Critics of the American Clean Energy and Security Act of 2009, which passed the U.S. House and foreshadows steep future taxes on portland cement and other products of energy-intensive processing, guarantee a rough ride for the legislation in the Senate later this year

Sources: CP staff; Portland Cement Association, Skokie, Ill.

Critics of the American Clean Energy and Security Act of 2009, which passed the U.S. House and foreshadows steep future taxes ($10-37/ton, 2020-2050) on portland cement and other products of energy-intensive processing, guarantee a rough ride for the legislation in the Senate later this year. Authors Henry Waxman (D-CA) and Edward Markey (D-MA) outline an emissions-trading program–dubbed cap and trade–geared to sharply reduce the volume of carbon dioxide and other so-called greenhouse gases generated in fossil fuel combustion. It would force cement, steel and energy producers to purchase credits allowing greenhouse gas emissions. Federal bureaucrats would gradually shrink the country’s total emissions pool toward Waxman-Markey’s key benchmarks, set against net U.S. emissions in 2005: 17 percent reduction by 2020, 83 percent by 2050.

In a terse June 26 statement following the 219-212 vote, House Minority Leader John Boehner (D-OH) noted, Speaker [Nancy] Pelosi’s national energy tax is a bureaucratic nightmare that will cost families more than ever for electricity, gasoline, food, and other products, and cost millions of American workers their jobs.
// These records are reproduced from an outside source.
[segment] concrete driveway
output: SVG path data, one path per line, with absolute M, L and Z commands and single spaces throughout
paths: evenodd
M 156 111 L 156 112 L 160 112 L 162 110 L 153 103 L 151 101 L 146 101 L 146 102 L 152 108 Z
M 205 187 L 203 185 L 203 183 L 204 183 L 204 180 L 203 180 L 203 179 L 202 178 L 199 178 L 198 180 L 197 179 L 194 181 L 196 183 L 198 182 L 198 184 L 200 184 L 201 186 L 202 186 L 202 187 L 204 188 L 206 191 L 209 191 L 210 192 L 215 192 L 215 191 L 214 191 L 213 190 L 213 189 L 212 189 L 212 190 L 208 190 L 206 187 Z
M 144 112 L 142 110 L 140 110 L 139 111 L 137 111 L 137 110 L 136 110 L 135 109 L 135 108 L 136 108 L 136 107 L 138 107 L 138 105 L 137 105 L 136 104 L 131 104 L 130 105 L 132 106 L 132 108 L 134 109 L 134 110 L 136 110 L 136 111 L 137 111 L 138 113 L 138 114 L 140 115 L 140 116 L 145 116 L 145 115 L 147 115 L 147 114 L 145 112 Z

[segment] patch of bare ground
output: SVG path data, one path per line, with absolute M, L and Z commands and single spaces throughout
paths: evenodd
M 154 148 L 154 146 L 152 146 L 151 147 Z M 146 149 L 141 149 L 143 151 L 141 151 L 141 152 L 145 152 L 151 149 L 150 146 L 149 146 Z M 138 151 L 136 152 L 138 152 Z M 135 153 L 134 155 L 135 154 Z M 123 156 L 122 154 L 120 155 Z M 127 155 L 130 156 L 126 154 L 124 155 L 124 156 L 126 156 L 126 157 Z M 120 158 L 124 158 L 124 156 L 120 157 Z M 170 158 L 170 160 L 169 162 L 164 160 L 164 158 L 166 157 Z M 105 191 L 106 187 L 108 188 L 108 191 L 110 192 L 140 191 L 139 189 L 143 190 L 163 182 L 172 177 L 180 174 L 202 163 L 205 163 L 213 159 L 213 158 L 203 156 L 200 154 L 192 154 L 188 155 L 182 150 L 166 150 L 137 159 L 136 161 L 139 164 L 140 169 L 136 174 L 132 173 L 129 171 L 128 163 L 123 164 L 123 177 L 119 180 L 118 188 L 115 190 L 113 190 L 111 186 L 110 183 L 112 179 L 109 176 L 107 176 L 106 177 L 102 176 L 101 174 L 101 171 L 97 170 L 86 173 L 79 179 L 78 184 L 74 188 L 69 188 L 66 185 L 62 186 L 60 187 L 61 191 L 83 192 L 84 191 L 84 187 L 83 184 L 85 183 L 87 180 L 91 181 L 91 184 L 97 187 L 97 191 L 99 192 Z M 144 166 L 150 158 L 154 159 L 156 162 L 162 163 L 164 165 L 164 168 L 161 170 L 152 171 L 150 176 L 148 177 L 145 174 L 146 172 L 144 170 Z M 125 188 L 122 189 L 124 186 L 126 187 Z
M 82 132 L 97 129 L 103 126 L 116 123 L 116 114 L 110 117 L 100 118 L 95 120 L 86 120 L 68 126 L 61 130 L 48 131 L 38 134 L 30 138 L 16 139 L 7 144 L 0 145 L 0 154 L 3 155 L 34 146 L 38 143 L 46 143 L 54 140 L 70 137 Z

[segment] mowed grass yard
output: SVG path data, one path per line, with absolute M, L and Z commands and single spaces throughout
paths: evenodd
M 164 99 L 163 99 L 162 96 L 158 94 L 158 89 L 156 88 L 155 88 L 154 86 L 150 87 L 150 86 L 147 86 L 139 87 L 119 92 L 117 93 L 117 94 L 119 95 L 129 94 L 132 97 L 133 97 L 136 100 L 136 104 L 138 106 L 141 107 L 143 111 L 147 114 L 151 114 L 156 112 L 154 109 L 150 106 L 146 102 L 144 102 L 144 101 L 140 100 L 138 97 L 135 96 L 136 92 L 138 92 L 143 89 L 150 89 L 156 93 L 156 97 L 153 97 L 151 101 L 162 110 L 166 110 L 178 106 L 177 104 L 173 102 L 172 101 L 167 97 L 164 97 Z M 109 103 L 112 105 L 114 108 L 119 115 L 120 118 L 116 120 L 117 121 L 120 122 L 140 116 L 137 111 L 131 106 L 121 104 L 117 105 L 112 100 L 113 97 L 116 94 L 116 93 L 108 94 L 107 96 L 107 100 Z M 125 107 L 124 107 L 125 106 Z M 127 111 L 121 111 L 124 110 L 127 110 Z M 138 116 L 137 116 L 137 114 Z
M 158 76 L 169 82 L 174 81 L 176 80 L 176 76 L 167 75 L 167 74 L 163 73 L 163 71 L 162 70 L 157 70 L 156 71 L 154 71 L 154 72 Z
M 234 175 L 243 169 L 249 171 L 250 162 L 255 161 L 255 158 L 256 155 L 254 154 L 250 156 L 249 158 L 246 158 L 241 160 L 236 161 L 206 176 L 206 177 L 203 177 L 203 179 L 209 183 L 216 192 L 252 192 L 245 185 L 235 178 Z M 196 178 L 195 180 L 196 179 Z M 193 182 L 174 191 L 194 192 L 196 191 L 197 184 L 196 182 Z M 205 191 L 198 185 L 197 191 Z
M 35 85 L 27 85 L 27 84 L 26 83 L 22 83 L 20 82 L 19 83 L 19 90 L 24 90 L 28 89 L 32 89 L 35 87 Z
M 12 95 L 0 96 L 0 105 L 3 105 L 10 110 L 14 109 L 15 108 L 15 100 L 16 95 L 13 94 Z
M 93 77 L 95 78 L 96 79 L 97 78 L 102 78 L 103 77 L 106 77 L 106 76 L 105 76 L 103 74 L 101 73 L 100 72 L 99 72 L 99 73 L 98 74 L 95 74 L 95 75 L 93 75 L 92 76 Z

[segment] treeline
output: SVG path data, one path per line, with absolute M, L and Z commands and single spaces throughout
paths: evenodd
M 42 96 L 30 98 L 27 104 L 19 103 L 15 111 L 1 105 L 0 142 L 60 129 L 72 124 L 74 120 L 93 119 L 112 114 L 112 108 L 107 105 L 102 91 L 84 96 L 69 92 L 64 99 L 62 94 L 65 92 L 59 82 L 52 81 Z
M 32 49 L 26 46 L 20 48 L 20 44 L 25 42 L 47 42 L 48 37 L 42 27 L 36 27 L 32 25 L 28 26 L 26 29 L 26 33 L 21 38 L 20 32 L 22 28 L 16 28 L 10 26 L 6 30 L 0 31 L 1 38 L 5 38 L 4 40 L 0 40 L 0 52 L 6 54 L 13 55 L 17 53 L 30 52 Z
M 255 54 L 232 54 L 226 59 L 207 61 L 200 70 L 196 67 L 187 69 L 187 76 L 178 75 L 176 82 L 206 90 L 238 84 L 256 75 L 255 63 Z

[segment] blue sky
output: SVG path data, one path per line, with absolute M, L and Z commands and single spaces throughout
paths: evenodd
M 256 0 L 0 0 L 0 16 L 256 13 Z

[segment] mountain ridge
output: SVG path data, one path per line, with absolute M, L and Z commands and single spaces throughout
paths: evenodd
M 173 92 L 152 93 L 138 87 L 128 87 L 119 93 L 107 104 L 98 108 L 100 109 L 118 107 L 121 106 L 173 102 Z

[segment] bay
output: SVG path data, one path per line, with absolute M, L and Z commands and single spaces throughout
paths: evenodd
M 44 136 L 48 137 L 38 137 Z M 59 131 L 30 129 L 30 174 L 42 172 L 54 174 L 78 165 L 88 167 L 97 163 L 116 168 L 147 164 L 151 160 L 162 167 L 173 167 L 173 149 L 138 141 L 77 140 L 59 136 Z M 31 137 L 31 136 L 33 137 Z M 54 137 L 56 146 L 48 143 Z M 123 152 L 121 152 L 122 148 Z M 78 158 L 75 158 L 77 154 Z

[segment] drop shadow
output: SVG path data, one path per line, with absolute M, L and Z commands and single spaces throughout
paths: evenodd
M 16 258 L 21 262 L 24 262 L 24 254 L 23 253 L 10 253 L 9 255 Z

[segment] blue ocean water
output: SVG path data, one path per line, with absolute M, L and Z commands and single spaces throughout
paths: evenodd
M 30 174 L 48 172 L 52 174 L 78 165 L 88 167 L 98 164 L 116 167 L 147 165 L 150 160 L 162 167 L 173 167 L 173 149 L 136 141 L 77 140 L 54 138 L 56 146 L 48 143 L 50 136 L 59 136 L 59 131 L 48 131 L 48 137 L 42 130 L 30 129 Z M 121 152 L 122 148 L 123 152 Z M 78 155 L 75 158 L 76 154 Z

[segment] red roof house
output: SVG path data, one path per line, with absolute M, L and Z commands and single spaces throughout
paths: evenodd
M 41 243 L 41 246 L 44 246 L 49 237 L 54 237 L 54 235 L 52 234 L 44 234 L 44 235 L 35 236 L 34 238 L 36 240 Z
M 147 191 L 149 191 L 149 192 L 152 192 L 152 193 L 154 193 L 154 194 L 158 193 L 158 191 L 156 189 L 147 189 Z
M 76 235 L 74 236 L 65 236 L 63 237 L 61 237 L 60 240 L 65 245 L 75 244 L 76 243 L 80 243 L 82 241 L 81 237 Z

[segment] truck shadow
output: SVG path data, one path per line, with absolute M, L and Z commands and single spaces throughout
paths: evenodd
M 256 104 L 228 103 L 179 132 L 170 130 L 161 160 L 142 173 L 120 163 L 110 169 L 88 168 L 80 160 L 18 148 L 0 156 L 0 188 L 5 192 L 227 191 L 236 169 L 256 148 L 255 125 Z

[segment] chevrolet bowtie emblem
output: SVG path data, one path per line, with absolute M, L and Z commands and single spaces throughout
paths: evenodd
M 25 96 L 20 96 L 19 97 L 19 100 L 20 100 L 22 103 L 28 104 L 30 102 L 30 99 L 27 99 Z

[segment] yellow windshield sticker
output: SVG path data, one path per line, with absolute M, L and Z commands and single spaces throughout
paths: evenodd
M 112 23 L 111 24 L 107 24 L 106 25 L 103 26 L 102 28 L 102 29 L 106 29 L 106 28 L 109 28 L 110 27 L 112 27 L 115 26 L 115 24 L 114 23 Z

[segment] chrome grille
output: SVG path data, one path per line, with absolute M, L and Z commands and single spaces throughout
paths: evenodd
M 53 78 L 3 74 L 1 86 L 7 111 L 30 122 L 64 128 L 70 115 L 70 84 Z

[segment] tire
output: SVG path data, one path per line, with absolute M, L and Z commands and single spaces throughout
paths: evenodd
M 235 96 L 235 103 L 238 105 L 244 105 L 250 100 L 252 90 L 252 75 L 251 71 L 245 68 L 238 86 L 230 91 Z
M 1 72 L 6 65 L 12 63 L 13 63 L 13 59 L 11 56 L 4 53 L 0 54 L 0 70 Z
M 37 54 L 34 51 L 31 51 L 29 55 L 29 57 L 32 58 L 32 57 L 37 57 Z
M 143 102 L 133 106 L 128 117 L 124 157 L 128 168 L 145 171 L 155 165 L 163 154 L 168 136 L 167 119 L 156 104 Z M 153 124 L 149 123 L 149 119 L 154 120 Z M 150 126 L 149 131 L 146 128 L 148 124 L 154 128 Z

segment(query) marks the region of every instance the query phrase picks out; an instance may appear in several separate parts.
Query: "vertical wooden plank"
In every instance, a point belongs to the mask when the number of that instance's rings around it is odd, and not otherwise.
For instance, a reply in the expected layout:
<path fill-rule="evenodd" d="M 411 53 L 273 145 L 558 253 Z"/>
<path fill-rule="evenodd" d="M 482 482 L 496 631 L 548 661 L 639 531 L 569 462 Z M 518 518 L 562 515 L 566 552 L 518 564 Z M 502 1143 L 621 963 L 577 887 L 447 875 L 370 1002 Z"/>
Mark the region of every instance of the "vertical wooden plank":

This is a tax on anyone who drives a car, buys an American-made product, or flips on a light switch. It will send millions of jobs overseas to countries like China and India, and place an especially heavy burden on rural America.

House Democratic leaders managed to squeeze the 1,510-page energy-rationing bill through the House÷by filling it full of payoffs to special interests, noted Myron Ebell, director of Energy and Global Warming Policy at the Competitive Enterprise Institute, Washington, D.C. Once people find out what’s in it, the bill will become an embarrassment to everyone who voted for it. Waxman-Markey has no future in the Senate, and with any luck this first victory for energy-rationing legislation will be the last. I congratulate Minority Leader John Boehner (R-OH) and Rep. Joe Barton (R-TX) for their magnificent leadership against the bill.